I reached out to a few of my blogging friends to write some posts while Lindsey and I are away on our honeymoon. Today’s post comes from Alexander, who decided to take things in an entirely different direction. Thanks Alex for the great post!
As a nod to Josh’s impending nuptials, my original idea for this guest blog post was to wax nostalgic about my 2010 honeymoon in Greece. Though I’m sure that it would have been a lot of fun reminiscing about the gorgeous Santorini sunsets and heaping Athenian gyros, I ultimately decided to go in a different direction.
You see, this is the first chance that I’ve had to write a guest post for a fellow male blogger. Just about all of the other bloggers in the Pittsburgh-area are blog-hers.

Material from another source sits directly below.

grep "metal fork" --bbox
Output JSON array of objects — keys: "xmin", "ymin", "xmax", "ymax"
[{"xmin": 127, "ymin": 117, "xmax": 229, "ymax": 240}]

I’ve collaborated with a bunch of them and they’re truly wonderful and talented women, but the fact that Josh’s blog doesn’t routinely concern Magic Mike, macaroons or Smokey Eye tutorials is a huge breath of fresh air for me.

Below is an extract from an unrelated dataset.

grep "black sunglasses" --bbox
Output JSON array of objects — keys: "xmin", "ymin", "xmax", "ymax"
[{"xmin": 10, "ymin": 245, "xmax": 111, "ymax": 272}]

As a result, I’m taking this opportunity to indulge my masculine-side and write about the most important subject to men everywhere – Sports!!!

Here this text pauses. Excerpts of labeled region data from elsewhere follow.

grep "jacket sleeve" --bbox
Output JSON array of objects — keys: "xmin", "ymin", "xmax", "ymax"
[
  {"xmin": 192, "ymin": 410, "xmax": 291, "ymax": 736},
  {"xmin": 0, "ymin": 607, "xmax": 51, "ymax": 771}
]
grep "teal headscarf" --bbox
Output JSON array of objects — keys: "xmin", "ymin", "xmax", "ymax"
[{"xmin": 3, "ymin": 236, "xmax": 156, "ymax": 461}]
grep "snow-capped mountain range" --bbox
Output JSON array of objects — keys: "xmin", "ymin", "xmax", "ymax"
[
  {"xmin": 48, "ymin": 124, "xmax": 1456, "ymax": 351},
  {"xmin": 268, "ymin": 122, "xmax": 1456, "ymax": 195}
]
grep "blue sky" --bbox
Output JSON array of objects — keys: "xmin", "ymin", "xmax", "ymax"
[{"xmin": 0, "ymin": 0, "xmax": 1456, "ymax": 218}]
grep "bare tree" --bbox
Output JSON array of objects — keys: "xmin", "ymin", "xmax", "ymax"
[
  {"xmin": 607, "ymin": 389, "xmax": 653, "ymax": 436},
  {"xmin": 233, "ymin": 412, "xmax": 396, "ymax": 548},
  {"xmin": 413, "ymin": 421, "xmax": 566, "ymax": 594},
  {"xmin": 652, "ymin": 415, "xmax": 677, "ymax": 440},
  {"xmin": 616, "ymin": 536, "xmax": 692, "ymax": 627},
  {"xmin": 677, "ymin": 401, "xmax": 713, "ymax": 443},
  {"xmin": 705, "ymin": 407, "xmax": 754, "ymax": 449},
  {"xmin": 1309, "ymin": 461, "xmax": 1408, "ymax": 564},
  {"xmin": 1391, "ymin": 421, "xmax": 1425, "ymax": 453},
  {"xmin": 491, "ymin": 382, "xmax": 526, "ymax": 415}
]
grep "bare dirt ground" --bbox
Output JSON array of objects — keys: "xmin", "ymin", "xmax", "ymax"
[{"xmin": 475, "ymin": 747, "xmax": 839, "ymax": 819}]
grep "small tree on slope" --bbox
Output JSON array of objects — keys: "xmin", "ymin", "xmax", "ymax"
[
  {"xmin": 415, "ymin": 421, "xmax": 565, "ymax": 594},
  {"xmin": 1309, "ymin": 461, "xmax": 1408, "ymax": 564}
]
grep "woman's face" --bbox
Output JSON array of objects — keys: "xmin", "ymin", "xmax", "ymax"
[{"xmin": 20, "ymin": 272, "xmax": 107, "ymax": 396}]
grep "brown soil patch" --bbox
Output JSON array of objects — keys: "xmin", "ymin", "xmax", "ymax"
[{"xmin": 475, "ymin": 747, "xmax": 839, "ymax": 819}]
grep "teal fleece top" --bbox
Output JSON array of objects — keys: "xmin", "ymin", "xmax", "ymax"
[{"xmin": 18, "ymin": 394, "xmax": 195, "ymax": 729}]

Unfortunately, this is a relatively dead period as far as sports go. The NBA and NHL just finished, NFL training camp is just starting, and we still have a long way to go in the interminable baseball season before games really matter that much.
Therefore now is a good of time as any to take a trip down memory lane and post some pics of my early 90s sports cards collection. But first, some history!
My interest in collecting sports cards began in the fall of 1990 when I was 13 years old. I was already a huge comic book fan and started to see more and more sport cards filling up counter space at the hobby shops (shout out to Collector’s Den in Carrick). Combining my love of collecting and sports, it made a lot of sense for me to start spending my parent’s hard-earned money on packs of athlete’s photographs.
I started with football cards, mainly because it was the only sport on television during that time of year. The Steelers kinda stunk back then, but my love of Barry Sanders, Lawrence Taylor and Joe Montana kept me highly interested in the game. One bright spot for the Steelers during that time was Eric Green. He was a precursor to the athletic, pass-catching tight ends featured in the game today like Antonio Gates and really provided a spark to the otherwise anemic Bubby Brister-led offense.
Along with Green’s 1990 Pro Set rookie card, the sheet above holds the Pro Set rookie cards of Hall of Famer’s Junior Seau, Cortez Kennedy and Emmitt Smith. Also shown are the RC’s of two-time Pro Bowler and Super Bowl XXV-winner Rodney Hampton and Rob Moore, who was the body double for Cuba Gooding Jr. in Jerry Maguire. #TheMoreYouKnow
After football season was over, I dove head first into the linchpin of the collectables industry – baseball cards. The below sheet shows some nice portraits of the heaviest hitters from that era, including one b&w photograph capturing a statuesque Jose Canseco at the height of his juice-induced powers (44 HRs/122 RBIs in 1991).
Though basketball was always my favorite sport, basketball cards never really excited me too much. A full set of the 1991-92 Topps Stadium Club and a sh*tload of Michael Jordan cards represent the bulk of my meager collection. Special shout-out goes to SkyBox, which represented the height of digital photo editing back then. Nowadays I think that a cat could walk across my laptop and create something more elaborate.
As I boy, I really wasn’t that aware of hockey. I most closely associated the sport with Jason Voorhees, who wore an old goalie mask while eviscerating promiscuous teenagers in the Friday the 13th films. This all changed when the Pittsburgh Penguins won their first of back-to-back Stanley Cups in 1991.
My time collecting coincided with an influx of amazing talent, so I ended up with a lot of rookie cards of future superstars like Sergei Fedorov, Mike Modano and Jaromir Jagr. Shown below is also the Score RC of Mark Greig, who looks like he’s holding-in a dump in his draft-day photograph.